Florida permit quick answer

Food and beverage license Florida: what permit do you actually need?

Florida does not always use the exact phrase 'food and beverage license' on agency paperwork. Searchers usually mean one of several state and local approvals.

Last reviewed May 2026. This guide is informational and is not legal advice.

Restaurant owner checking Florida food and beverage permits

Quick answer

What to know first

In Florida, 'food and beverage license' usually refers to a DBPR public food service license for restaurants, a DBPR Mobile Food Dispensing Vehicle license for food trucks, or a DBPR Division of Alcoholic Beverages and Tobacco license if alcohol is sold. The business may also need Florida sales tax registration, a local Business Tax Receipt, fire inspection, zoning approval, and county or city permits.

DBPR Hotels and Restaurants

Checklist

Permits and documents to check

Use this as a starting point, then confirm the exact requirement with the state, county, city, event, or property owner.
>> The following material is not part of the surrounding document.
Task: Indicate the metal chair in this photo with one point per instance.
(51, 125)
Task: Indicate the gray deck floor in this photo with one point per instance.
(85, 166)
1 DBPR Permanent Food Service or Seating Food Service license for many restaurants
2 DBPR Mobile Food Dispensing Vehicle license for many food trucks
3 DBPR ABT alcohol license if beer, wine, liquor, or special restaurant alcohol privileges apply
4 Florida Department of Revenue sales tax registration
5 County and city Business Tax Receipt or Certificate of Use
6 Fire, grease, hood, outdoor seating, sign, event, or zoning approvals when applicable

Why this gets missed

The short answer usually hides a permit stack

Restaurants and food trucks use different labels

A seated restaurant may post a DBPR food-service license, while a truck may see MFDV wording.

Alcohol is a separate track

Food service approval does not authorize alcohol sales. DBPR ABT licensing has separate classes and renewals.

Local receipts still matter

Cities and counties often use BTR, business license, local business tax receipt, Certificate of Use, or occupational license language.